Background/aims: Emerging evidence in the literature suggests a positive association between serum 25-hydroxyvitamin D [25(OH)D], a standard indicator of vitamin D status, and survival in certain types of cancer. We investigated this relationship in newly diagnosed stage IV prostate cancer patients.
Methods: A consecutive cohort of 125 newly diagnosed stage IV prostate cancer patients underwent a baseline serum 25(OH)D evaluation prior to receiving any treatment at our institution between January 2008 and December 2011. We used the vitamin D categories of "deficient (<20 ng/ml)", "insufficient (20 to 32 ng/ml)", and "sufficient (>32 ng/ml)". Cox regression was used to evaluate the prognostic significance of serum 25(OH)D after adjusting for relevant confounders.

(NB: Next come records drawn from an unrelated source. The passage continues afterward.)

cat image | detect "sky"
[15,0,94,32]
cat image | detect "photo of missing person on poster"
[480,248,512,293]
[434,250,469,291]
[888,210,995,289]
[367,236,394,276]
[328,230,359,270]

Results: Mean age at diagnosis was 60 years. Of the 125 patients, 32 (25.6%) were deficient, 49 (39.2%) were insufficient and 44 (35.2%) were sufficient in vitamin D at the time of diagnosis. The median survival in deficient, insufficient and sufficient cohorts was 47.8, 44.0 and 52.6 months respectively (p = 0.60). On univariate analysis, four variables demonstrated a statistically significant association with survival: nutritional status, bone metastasis, corrected serum calcium and serum albumin (p<0.05 for all). On multivariate analysis, five variables demonstrated statistically significant associations with survival: hospital location, age, bone metastasis, serum albumin and corrected serum calcium (p<0.05 for all). Serum vitamin D status was not significant on either univariate or multivariate analysis.
Conclusion: Contrary to previously published research, we found no significant association between pre-treatment serum 25(OH)D and survival in newly diagnosed stage IV prostate cancer patients. The lack of a significant association between serum vitamin D and survival in our study could perhaps be due to the fact that the disease was far too advanced in our patients for vitamin D levels to have any impact on prognosis.